Defining Success

As a coach, what does success look like? How do you want your players, your coaching staff, your parents to view success?  What is a successful season?  The answer to this question is different for coaches, but it is the question that is of crucial importance.  I believe that many coaches do not define success; they do not invest the time to think about what success means and looks like for their program, they are not intentional and purposeful about their coaching philosophy.  Many coaches confuse success with goals.  Most coaches are great at goal setting – Win a championship, make the playoffs, score more goals than the other team, etc.  Goal setting is a good thing, but if you do not have the foundation and understanding of what success looks like, you have done your players a disservice.  Goal setting is getting your players to chop down trees, understanding what success looks like is making sure your players are in the right forest.  Here is my advice that will hopefully help you define success for your program.  This is not a quick process, take your time and be intentional.  This has helped me and it is important to revisit regularly

1.    From the end we find our beginning – When your players and coaches walk away at the end of the season, what do you want them to take with them?  What knowledge? What values? What principles? When you take time to answer these questions hopefully you will arrive at the fact that you are teaching more than winning or losing.  You, as a coach, are teaching life.  You are teaching kids how to work as a team, how to communicate effectively, the benefits of hard work and discipline, how to handle adversity, etc.  These principles and life lessons will serve your team infinitely more than winning a championship.

2.   Experience is the best teacher – Think about your coaches, teachers and mentors.  What did they teach you that is worthy of paying forward? What did you learn from them that you would do differently?

3.   Process not outcome – In our culture we measure success by wins.  As an athlete, I know that in order to have a championship season you need a lot of luck and a solid foundation.  A couple of pipes here or there and a season can turnout completely different.  Focus on the process.  How can you structure your practice in such a way that you are teaching success everyday?  The process is and always will be more important than the outcome.  Focus your energy here, it is the one thing you can control.
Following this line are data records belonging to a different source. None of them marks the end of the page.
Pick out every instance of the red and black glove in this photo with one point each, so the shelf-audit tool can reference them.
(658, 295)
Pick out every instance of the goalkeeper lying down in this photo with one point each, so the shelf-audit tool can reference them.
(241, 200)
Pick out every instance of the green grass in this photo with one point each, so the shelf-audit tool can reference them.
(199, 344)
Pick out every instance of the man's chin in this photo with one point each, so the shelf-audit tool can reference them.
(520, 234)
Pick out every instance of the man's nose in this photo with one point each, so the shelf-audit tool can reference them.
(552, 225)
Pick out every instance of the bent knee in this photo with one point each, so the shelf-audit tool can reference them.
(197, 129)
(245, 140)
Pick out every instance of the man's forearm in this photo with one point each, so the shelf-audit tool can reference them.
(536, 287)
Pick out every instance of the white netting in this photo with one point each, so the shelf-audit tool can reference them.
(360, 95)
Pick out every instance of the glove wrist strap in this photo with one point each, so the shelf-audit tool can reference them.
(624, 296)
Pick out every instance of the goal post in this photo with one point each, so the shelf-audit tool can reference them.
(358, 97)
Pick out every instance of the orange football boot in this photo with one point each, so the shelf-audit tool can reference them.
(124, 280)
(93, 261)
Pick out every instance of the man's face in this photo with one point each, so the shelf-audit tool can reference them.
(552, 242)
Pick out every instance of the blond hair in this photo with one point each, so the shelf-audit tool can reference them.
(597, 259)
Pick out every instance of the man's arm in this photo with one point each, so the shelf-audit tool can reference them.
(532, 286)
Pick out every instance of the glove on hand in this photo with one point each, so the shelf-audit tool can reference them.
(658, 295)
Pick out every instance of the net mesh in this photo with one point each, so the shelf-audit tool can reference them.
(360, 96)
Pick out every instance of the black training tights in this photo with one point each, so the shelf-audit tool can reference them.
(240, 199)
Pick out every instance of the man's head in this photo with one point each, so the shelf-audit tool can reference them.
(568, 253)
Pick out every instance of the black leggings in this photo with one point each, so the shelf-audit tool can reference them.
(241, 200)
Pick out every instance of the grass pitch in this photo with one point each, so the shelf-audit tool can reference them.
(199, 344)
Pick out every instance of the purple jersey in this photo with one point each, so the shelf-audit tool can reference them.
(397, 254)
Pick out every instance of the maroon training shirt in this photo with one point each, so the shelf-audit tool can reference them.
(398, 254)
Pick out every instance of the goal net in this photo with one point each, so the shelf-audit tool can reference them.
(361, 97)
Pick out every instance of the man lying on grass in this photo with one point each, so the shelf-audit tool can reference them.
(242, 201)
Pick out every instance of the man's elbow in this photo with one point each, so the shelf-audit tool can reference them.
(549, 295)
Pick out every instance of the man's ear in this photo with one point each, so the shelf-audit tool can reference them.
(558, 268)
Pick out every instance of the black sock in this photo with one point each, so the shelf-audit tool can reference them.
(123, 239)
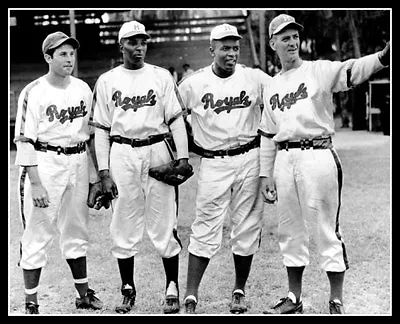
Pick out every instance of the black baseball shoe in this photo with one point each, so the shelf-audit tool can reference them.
(238, 304)
(190, 305)
(286, 306)
(129, 296)
(171, 304)
(336, 307)
(31, 308)
(89, 301)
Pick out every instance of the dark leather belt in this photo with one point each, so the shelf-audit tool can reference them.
(230, 152)
(305, 144)
(138, 142)
(44, 147)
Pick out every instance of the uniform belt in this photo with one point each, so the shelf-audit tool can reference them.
(305, 144)
(134, 142)
(44, 147)
(230, 152)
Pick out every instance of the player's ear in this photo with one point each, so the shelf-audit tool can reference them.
(212, 51)
(272, 43)
(47, 58)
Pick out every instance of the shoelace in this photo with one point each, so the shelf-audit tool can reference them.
(282, 303)
(237, 298)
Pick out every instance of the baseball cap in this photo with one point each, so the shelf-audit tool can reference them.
(132, 28)
(282, 21)
(224, 30)
(56, 39)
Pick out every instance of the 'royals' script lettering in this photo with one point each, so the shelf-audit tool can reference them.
(228, 103)
(66, 114)
(134, 102)
(289, 99)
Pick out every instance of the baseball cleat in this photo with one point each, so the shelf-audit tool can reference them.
(336, 307)
(286, 306)
(129, 296)
(89, 301)
(31, 308)
(190, 306)
(238, 305)
(171, 304)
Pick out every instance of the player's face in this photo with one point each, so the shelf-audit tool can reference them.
(134, 51)
(226, 54)
(63, 61)
(286, 44)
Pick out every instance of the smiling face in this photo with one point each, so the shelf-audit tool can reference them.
(226, 54)
(134, 51)
(62, 62)
(286, 44)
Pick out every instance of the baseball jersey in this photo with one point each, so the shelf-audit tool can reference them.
(225, 112)
(53, 115)
(135, 103)
(299, 102)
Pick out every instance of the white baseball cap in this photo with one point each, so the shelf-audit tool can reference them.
(224, 30)
(56, 39)
(132, 28)
(282, 21)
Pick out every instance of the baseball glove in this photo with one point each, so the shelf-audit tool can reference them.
(172, 173)
(96, 197)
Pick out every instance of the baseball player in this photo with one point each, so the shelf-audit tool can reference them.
(135, 106)
(300, 168)
(224, 100)
(51, 134)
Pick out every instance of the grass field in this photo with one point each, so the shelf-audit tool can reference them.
(366, 225)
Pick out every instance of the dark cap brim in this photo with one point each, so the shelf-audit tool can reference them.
(284, 26)
(70, 40)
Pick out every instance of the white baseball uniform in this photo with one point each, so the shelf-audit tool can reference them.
(298, 105)
(137, 104)
(56, 117)
(225, 114)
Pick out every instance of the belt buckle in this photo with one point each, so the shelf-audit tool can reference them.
(286, 144)
(61, 150)
(42, 146)
(305, 144)
(134, 142)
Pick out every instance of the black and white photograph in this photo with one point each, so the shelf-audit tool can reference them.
(200, 161)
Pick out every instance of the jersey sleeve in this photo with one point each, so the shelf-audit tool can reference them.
(172, 100)
(26, 127)
(341, 76)
(101, 112)
(268, 126)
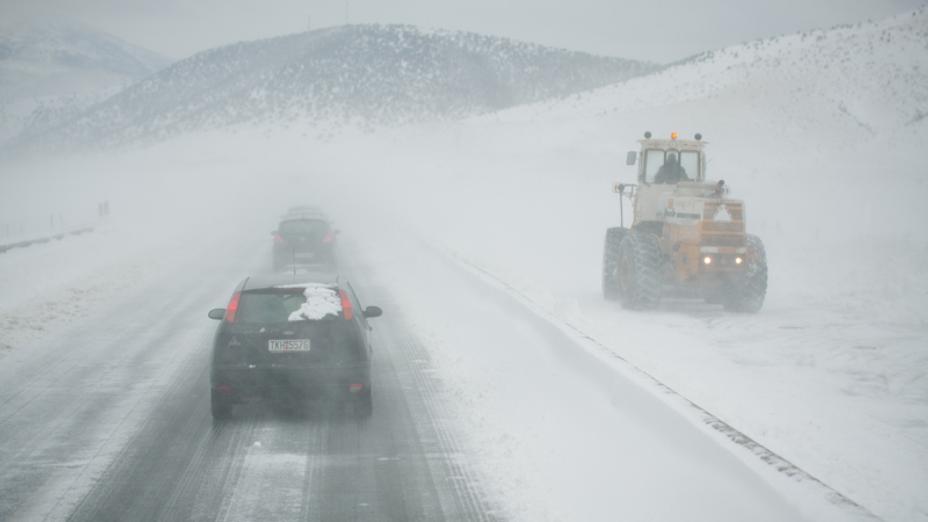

4.   Communicate – Tell your coaches, tell your players, tell you parents. And then tell them again. And again.  And again.  Tell them what a successful season looks like to you, what is important and why.

5.   Practice what you preach – All eyes are on you as a coach whether you like it or not.  It comes with the territory.  Nothing undermines trust as fast as a hypocrite.  Kids are very perceptive.  Your actions must reflect your words.  If you make a mistake along the way, which if you are honest with yourself this will happen (guess what? You are human), admit it and move on.  Do not pretend like it did not happen.  Ask your staff to keep you honest.  Ask them if you are walking the walk.  If you believe it, live it and kids will follow your example.

This helps me as a coach, player and person and I hope it helps you, your athletes and your program. It is important to revisit at the beginning of every season.  Take the time to make sure you are in the right forest before you start chopping trees!